Chinese vessel Xin Hai Tong loaded with Indonesian coal reached Payra jetty at around 1:30 pm on the day, managing director of Bangladesh-China Power Company Ltd Md Khurshedul Alam told the FE.

He said this power plant will facilitate commissioning of the first 660-MW unit of the power plant.

The Chinese vessel carried around 200,000 tonnes of coal from Indonesian firm PT Bayan Resources Tbk, said Mr Alam.

It set sail for Bangladesh on September 10. The second coal cargo is expected to reach Payra jetty in October.

Officials said the construction work on the $1.98-billion power plant in Patuakhali is going on in full swing.

Around 85 per cent work on the under-construction facility, some 320 kilometres south off Dhaka and close to the proposed Payra seaport, has already been completed.

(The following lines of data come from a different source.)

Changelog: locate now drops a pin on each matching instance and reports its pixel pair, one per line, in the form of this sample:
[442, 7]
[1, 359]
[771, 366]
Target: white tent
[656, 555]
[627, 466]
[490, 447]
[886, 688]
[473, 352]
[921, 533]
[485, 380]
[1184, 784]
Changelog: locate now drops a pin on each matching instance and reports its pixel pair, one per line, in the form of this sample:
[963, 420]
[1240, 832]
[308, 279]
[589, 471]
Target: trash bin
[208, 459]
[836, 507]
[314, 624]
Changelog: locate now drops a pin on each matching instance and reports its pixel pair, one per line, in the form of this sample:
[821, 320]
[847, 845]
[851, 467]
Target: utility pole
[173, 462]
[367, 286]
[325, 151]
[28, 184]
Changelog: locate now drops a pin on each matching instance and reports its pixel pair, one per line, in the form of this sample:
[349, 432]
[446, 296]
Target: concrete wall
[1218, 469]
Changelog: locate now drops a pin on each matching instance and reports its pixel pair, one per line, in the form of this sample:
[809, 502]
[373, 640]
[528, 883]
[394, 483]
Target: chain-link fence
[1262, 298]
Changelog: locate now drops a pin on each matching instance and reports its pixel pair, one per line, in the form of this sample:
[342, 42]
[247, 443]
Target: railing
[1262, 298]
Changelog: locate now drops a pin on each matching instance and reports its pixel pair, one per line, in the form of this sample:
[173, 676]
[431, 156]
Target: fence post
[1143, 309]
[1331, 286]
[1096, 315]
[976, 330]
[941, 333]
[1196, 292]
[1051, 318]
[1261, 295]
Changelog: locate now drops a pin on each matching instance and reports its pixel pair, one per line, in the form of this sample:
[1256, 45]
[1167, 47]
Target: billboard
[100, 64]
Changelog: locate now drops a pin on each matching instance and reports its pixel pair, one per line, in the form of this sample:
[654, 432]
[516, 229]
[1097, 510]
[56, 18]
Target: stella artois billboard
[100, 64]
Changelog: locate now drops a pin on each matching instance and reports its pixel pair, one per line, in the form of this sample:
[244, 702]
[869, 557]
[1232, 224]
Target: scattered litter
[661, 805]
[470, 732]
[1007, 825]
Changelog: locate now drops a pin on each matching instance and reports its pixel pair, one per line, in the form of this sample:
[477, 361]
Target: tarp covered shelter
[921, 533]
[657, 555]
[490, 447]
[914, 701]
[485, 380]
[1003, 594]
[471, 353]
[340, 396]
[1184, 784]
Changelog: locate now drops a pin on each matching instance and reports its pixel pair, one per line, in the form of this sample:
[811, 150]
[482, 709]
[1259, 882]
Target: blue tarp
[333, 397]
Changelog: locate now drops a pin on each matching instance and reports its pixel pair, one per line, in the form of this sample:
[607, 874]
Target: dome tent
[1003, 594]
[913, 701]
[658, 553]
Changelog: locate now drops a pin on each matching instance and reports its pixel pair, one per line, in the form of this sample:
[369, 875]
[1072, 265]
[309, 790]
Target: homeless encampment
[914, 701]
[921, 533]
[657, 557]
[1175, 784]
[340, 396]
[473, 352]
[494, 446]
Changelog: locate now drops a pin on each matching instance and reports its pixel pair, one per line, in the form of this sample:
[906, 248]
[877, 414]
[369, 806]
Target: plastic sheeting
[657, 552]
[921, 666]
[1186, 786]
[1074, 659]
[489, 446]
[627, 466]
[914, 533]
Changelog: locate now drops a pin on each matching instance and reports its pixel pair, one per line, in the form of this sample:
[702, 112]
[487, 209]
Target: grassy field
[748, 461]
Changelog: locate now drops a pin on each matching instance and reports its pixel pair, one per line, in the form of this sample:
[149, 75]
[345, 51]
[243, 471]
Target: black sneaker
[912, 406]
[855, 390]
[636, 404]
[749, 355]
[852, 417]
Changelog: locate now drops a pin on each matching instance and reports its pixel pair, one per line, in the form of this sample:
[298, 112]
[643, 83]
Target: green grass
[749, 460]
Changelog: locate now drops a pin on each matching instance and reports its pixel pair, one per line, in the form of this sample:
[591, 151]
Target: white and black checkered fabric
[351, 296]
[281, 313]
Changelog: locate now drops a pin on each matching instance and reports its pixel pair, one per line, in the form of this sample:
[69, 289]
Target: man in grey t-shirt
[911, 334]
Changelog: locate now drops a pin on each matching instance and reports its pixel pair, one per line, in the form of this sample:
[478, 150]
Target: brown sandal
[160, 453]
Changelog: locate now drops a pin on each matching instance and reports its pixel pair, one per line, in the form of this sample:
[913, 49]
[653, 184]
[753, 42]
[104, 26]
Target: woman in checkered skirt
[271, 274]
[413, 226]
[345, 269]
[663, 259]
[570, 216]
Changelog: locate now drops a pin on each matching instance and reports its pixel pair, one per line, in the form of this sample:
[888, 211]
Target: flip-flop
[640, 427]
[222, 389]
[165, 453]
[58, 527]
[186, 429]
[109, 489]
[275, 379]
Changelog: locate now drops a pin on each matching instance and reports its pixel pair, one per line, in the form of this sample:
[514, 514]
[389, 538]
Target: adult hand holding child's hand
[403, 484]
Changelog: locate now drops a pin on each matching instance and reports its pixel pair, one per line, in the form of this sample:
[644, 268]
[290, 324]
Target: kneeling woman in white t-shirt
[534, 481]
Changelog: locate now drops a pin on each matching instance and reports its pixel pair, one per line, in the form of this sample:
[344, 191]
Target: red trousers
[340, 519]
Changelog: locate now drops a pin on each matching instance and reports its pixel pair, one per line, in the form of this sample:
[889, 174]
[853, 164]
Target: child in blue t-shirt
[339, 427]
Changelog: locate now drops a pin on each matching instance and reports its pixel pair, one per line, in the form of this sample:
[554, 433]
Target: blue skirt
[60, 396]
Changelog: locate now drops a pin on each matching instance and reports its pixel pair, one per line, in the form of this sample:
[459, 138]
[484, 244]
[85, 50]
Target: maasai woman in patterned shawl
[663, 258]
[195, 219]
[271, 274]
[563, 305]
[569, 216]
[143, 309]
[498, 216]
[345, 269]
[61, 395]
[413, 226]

State-run Power Grid Company of Bangladesh Ltd has been working to complete a 400-kilovolt transmission line by September 30 to ease power evacuation from the plant.

The 1,320-MW Payra power plant would be the first such facility which will run on imported coal.

BCPCL, the project executor, has signed an agreement with the Indonesian supplier to annually import an estimated 4.0 million tonnes of coal for 10 years to operate it.

Coal price has been tagged with the Newcastle international coal price index having a discount of up to 60 per cent depending on the price movement.

Discount would increase if coal price shoots up globally and it would decrease if the price slides.

Initially, BCPCL will import directly from Indonesia with half-loaded 'Supramax' vessel having the volume of around 20,000 tonnes per cargo, said a BCPCL official.

After successful construction of transhipment facility in the Andaman, mother cargo vessel would be able to carry coal for the power plant, he added.

The first unit having 660-MW capacity at the power plant would go into operation by December 2019 and the second one having the same capacity by June 2020.

Some 13,000 tonnes of coal will be required per day to run the plant with full capacity.

It will use the best coal and apply ultra-supercritical technology with minimal environmental impacts, said a senior official of power division under the power, energy and mineral resources ministry.

BCPCL is a 50-50 joint venture between Bangladesh's NWPGCL and China National Machinery Import and Export Corporation (CMC).

BCPCL has been supplying 20 per cent equity to implement the project and the remaining 80 per cent is being sourced as loan from Exim Bank of China.

Bangladesh has issued a $1.0-billion worth of state guarantee in favour of the Chinese loan to this end.

It has allocated 998.77 acres of land to NWPGCL for the project on a turnkey basis by using eco-friendly ultra-supercritical technology.

The country started importing a huge quantity of hard black mineral to run the coal-fired power plant only due to non-availability of local coal.

It has five coal mines but extracts coal only from Barapukuria mine in Dinajpur, utilising the underground coal-mining method.

Barapukuria Coal Mining Company Ltd (BCMCL) annually extracts around 1.0 million tonnes, most of which is consumed by the nearby Barapukuria thermal power plant.

According to the power system master plan, officials said, the government expects to generate around 50 per cent of the local overall electricity from coal.

As planned, the government will have to generate around 12,000 megawatt of electricity from coal by 2024 while 20,000 MW by 2030 and 30,000 MW by 2041.

But the country has only three coal-fired plants having the total generation capacity of only 524 MW.

Currently, the government has been working on three major power generation hubs at Payra in Patuakhali, Maheshkhali and Matarbari in Cox's Bazar where several big import-based coal-fired power plants will be built.

The construction work on a 1,320 MW coal-fired power plant at Rampal in Bagerhat is also going on in full swing.